Une startup mise sur l'expertise pétrolière pour rendre la géothermie compétitive
La géothermie gagne en visibilité comme source d'énergie de base capable d'accompagner la montée de la demande électrique, portée notamment par les centres de données. Sur ce créneau, Birch Geothermal, lancée vendredi et adossée au fonds de capital-risque Montauk Capital, mise sur un pari industriel : reprendre et adapter des technologies issues du pétrole et du gaz pour réduire les coûts et fiabiliser la production électrique issue du sous-sol.

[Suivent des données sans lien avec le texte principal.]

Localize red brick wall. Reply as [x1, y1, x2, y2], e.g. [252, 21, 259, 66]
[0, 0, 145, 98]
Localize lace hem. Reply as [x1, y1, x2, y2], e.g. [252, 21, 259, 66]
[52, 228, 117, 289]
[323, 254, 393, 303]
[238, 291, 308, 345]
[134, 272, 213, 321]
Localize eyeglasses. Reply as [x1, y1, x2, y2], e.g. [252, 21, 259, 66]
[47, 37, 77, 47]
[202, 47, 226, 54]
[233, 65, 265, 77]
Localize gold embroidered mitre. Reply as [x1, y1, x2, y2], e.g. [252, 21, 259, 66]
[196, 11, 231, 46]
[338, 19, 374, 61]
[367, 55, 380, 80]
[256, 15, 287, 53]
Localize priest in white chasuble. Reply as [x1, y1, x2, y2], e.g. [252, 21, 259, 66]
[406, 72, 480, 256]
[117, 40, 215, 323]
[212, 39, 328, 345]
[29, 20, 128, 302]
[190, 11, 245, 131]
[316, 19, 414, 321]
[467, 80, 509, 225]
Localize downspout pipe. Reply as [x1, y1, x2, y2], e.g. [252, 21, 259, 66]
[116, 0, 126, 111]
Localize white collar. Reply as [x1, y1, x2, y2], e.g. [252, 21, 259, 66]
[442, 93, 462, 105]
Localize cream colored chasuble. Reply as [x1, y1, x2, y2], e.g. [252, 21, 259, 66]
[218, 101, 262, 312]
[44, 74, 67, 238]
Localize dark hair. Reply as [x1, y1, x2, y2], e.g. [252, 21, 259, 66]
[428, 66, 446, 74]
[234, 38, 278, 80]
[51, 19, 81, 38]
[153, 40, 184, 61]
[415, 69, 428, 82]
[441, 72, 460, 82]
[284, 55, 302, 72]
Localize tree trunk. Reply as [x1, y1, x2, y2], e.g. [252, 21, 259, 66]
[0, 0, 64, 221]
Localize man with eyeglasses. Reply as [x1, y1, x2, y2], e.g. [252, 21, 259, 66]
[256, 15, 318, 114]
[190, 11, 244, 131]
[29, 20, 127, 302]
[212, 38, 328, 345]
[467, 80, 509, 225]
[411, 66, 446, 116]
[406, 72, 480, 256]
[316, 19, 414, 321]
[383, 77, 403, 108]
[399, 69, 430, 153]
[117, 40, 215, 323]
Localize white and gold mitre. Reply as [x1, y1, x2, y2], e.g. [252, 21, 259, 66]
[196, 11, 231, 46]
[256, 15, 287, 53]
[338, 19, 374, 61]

À sa tête, Mike Matson, ingénieur de forage et de réservoir passé par Kinder Morgan puis par le Boston Consulting Group où il a dirigé l'activité géothermie. Son parcours explique le positionnement de Birch : tirer parti d'un héritage technique et opérationnel du secteur des hydrocarbures — capteurs de puits, systèmes autonomes, optimisation des réservoirs — pour mieux maîtriser la circulation de l'eau dans les installations géothermiques et garantir ainsi une chaleur stable, condition d'une production électrique fiable.
« électrochoc climatique »
Matson évoque ce que la source qualifie d'« électrochoc climatique » comme déclencheur personnel de sa bascule vers les technologies vertes. Le contexte industriel et économique renforce l'opportunité : la production électrique peine à suivre face à une demande croissante, entre retards d'approvisionnement en turbines à gaz et tensions politiques sur l'éolien, pointent les marchés.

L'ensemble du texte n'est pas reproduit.